We ran out of disk space on a database server, crashing PostgreSQL as a result. Unfortunately, PostgreSQL was unable to recover itself upon restart:

root@host# /etc/init.d/postgresql-8.3 start
 * Starting PostgreSQL 8.3 database server
 * The PostgreSQL server failed to start. Please check the log output:
2010-08-01 08:21:19 EDT LOG:  database system was interrupted; last known up at 2010-07-31 23:00:05 EDT
2010-08-01 08:21:19 EDT FATAL:  invalid data in file "00000001000002BD00000072.00000020.backup"
2010-08-01 08:21:19 EDT LOG:  startup process (PID 9203) exited with exit code 1
2010-08-01 08:21:19 EDT LOG:  aborting startup due to startup process failure

00000001000002BD00000072.00000020.backup is a zero-length file in the pg_xlog directory. We tried deleting that file, but then the restart threw a different error:

root@host# /etc/init.d/postgresql-8.3 start
 * Starting PostgreSQL 8.3 database server
 * The PostgreSQL server failed to start. Please check the log output:
2010-08-01 08:26:11 EDT LOG:  database system was interrupted; last known up at 2010-07-31 23:00:05 EDT
2010-08-01 08:26:11 EDT LOG:  could not open file "pg_xlog/00000001000002BD00000072" (log file 701, segment 114): No such file or directory
2010-08-01 08:26:11 EDT LOG:  invalid checkpoint record
2010-08-01 08:26:11 EDT PANIC:  could not locate required checkpoint record
2010-08-01 08:26:11 EDT HINT:  If you are not restoring from a backup, try removing the file "/var/lib/postgresql/8.3/main/backup_label".
2010-08-01 08:26:11 EDT LOG:  startup process (PID 9419) was terminated by signal 6: Aborted
2010-08-01 08:26:11 EDT LOG:  aborting startup due to startup process failure

We concluded that a point-in-time recovery (PITR) was required. First, we saved our current cluster data directory. (In retrospect, we needed the unarchived WAL files from the pg_xlog directory when restoring, so we should have copied them off to the side first.)

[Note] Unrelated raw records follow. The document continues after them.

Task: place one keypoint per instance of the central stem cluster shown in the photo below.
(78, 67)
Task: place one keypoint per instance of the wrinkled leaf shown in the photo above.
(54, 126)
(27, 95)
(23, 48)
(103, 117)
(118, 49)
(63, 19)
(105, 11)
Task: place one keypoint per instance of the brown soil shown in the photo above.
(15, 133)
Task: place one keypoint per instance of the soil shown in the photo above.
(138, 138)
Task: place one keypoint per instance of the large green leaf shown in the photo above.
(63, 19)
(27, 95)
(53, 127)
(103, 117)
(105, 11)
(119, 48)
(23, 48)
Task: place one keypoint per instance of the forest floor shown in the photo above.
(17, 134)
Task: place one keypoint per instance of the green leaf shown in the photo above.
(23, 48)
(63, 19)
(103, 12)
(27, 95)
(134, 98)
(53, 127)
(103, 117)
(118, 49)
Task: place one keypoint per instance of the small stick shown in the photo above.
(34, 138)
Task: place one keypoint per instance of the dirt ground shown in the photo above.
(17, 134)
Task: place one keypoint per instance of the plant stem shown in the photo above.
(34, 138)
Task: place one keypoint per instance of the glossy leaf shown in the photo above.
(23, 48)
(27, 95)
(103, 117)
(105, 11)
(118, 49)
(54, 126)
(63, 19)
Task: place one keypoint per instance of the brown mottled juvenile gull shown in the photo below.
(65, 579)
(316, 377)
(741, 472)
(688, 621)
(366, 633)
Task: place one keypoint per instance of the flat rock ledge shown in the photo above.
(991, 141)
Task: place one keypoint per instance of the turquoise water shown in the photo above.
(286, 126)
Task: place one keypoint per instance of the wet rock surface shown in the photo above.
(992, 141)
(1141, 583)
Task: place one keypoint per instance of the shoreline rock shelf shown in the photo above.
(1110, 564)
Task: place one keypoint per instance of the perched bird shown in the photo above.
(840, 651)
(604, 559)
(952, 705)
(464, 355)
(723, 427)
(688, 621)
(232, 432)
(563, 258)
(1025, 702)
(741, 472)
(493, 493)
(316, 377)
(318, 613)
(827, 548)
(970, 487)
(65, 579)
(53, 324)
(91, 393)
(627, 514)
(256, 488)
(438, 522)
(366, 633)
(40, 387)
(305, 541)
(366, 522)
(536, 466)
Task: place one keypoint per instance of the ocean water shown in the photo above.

cd /var/lib/postgresql/8.3/main/
tar zcvf /var/backups/postgresql/8.3/main/snapshot/2010-08-01-CRASHED.tar.gz .

Next, we restored our last known good snapshot. The one from the morning of the crash looked suspiciously small, so we went back to the previous day:

rm -rf  *
tar jxvf /var/backups/postgresql/8.3/main/snapshot/2010-07-30.tar.bz2 
mkdir -p pg_xlog/archive_status
chown -R postgres.postgres pg_xlog
chmod -R 700 pg_xlog

Now we copied the unarchived WAL files from before the recovery into the pg_xlog directory. We then created /var/lib/postgresql/8.3/main/recovery.conf as follows:

restore_command = 'bzcat /var/backups/postgresql/8.3/main/wal/%f.bz2 > %p'
recovery_target_time = '2010-07-31 06:28:00 EDT'

We also made recovery.conf owned by the postgres user.

Finally, we started PostgreSQL via /etc/init.d/postgresql-8.3 start.